Better Off Betwixt

One of the perils of creative work is that ideas, even excellent ideas, are plentiful. Every now and again I’ll come across an author on my social media feeds who’s received a direct-message pitch from a stranger: a devil’s bargain of a free, totally rad idea that the writer can write so long as the pitcher can be credited and ideally reimbursed in some form or fashion. The author, for their part, usually admits that they suffer from a glut of ideas, that if they were to write 18 hours a day for the next twentty years they would scarcely catch up with their current stock. It’s something of a pleasurable peril, I think, as most folks have spells when it feels like the brain has been squeezed dry. Those stretches are, I’m glad to report, invariably temporary, and mindful writers invariably have enough zesty projects to tide them over.

This, alas, explains my current lot, as my brain appears to be stuck in the generative gear. I’m actually pretty good in fixing my noggin on a single notion and seeing it through from start to finish, but I’m also not one to turn the Muses away if they come a-knocking. The big project I’m polishing off is the novel I wrote last fall. It is, I think, nearly there, by which I mean my obsessive tendencies are nearly ready to move on. I plan to give it one last editorial pass by the end of the month, a pass in which I’ll make one foundational change and also lop off a few thousand words to get it down to what I hope will be a more digestible length. After that, it’ll be time to search for representation and start pitching the manuscript hither and yon.

While I was working on the manuscript over the summer, I also finished off a novella, which is currently in the hands of a publisher. Novellas can usually be sent directly in response to open calls, so the process is a little bit different. I also found the length terribly congenial to my way of thinking, plotting, and writing, so my brain obliged me with a string of ideas in rapid succession. Two of the three might well represent a duology, which could make for a pretty palatable single volume of about 60,000 words. The other feels like a much more self-contained experience, and after a couple of false starts I’ve finally settled into the rhythm of that piece and have it properly underway.
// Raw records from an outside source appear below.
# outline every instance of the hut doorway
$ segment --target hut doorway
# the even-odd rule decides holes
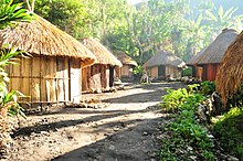
[[[165,77],[166,76],[166,66],[165,65],[159,65],[158,66],[158,76],[159,77]]]
[[[115,66],[109,66],[109,87],[114,86],[114,71]]]

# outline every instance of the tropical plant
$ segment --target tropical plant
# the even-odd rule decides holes
[[[13,3],[13,0],[0,2],[0,30],[13,25],[17,21],[31,21],[31,15],[22,9],[22,3]]]
[[[212,11],[207,10],[205,19],[211,23],[215,33],[225,28],[237,26],[239,23],[242,26],[243,15],[234,15],[236,10],[237,8],[230,8],[229,10],[224,11],[223,7],[221,6],[216,14],[214,14]]]
[[[8,25],[14,25],[17,21],[31,21],[31,15],[21,8],[22,3],[13,3],[13,0],[1,0],[0,4],[0,30]],[[11,140],[10,132],[14,128],[12,116],[21,115],[21,106],[18,104],[19,92],[9,92],[7,83],[9,82],[6,66],[15,64],[14,56],[19,55],[17,49],[7,49],[1,46],[0,50],[0,158],[3,157],[6,148]]]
While four sizable projects would represent a very full hopper, it’s important to remember that I’m also something of a jackass. I’m also writing a table-top role playing game, and as fate would have it an organizational impasse happened to coincide with the launch of Eloy Lasanta’s six-week course on The Art of Gamecrafting, a joint venture of GenCon and our own CMU Press. I accordingly signed on, which will hopefully help me whip all the bits and pieces into a testable beta version. I’ve gleaned a few key insights from the class already, and I’ve also nearly convinced myself that I need to learn a few more Adobe skills so I can start making fillable character sheets. I’ve done some game writing for the good folk over at Superhero Necromancer before, but this game is very much my own jam, one that’s been ripening in my mind for several months and has a couple dozen moving parts already committed to pixels. I think some of the difficulty I’ve experienced arises from the steady diet of Kickstarters and Patreons I keep an eye on. I’ve run afoul of something akin to a stretch-goal impulse, which means I’m having a tough time sifting out what absolutely needs to be in the core game and what ought to be reserved for addenda, extensions, and optional rules, many of which I already have in mind.

Given my commitments to my teaching, I reckon that’s more than enough projects on the docket, but along the way I’ve also fleshed out synopses for two screenplays. Those probably belong on the back burner of some other stovetop, but I certainly haven’t forgotten about them. And there’s that short story I hope to get done in time for an anthology call, as well as a few revisions and reworks of older story manuscripts I need to attend to. I’m mostly caught up with life stuff, happily (today I was going to get the updated COVID shot, but I decided that I didn’t want to squander an open writing day), so I figured I’d fire off this missive to the blog and then tuck in to one of the above. Like most writing types, I’m very content to have a storehouse replete with options and prospects. But by the end of the semester, with a little luck I’ll be able to pile up some words on the pallets and ship some stuff out.